My Scottish contact advises that I have not missed anything. His concern though is that Nicola will have her way before such rational arguments gain sufficient traction with the Scottish electorate. In due course they will see the truth of them and repent at leisure. But it will be too late. I don’t mean that they will see the truth of them after independence – they will see the truth of them pretty soon after the SNP win an independence referendum because the separation negotiations will turn very ugly, very quickly on exactly these points. But that, as I said, will be too late. The link will have been irretrievably broken.

He continues that “the SNP’s “progressive” tax and spend agenda is only possible because it is essentially underwritten by the UK. You may feel that the UK Government has somewhat lost touch with the concept of sound money but it is utterly alien to the SNP. Why should the UK Government make any concessions to such spendthrifts? You and I both know that a significant part of the tax base that Nicola thinks she can turn to as an alternative source of funds will simply flee over the border – the divergence between income taxes here and in England is already bad enough. An independent Scotland is an economic accident waiting to happen (with the most vulnerable, as ever, bearing the brunt of the failed experiment). And don’t get me started on how any concept of “independence” can possibly sit with Nicola’s stated aim of rushing straight back into the arms of the EU.

“You may ask why I think Nicola will have her way in the first place. I have become increasingly dispirited by the SNP’s control of the narrative and the normalisation, via Covid and health being a devolved matter, of separatist language and concepts where Scotland is concerned. Those worrying polls reflect the way things are going up here.

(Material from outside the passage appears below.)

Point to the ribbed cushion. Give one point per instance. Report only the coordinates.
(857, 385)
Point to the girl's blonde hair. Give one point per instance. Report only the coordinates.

“My other worry is that Boris is a Unionist (and many other things) in name only. Apart from the refusal of a Second Referendum, the UK Government’s policy has for years essentially been one of acquiescence/appeasement and therefore a policy that, I would argue, has progressively weakened both its hand and the Union.

“It is such a shame that the Referendum bar is irretrievably set at anything over 50%. This is an era in which it seems that almost any institution can be dispensed with far too easily should it momentarily fall out of favour, all without any real thought being given to the inconvenient truth of why that institution existed in the first place and the consequences of its disappearance.”

*****

Meanwhile, inflation looks to be coming to the United States and, accordingly, the Dow is marching up and the USD is marching down. this of course means that those long gold futures expressed in USD are doing very nicely. This includes me.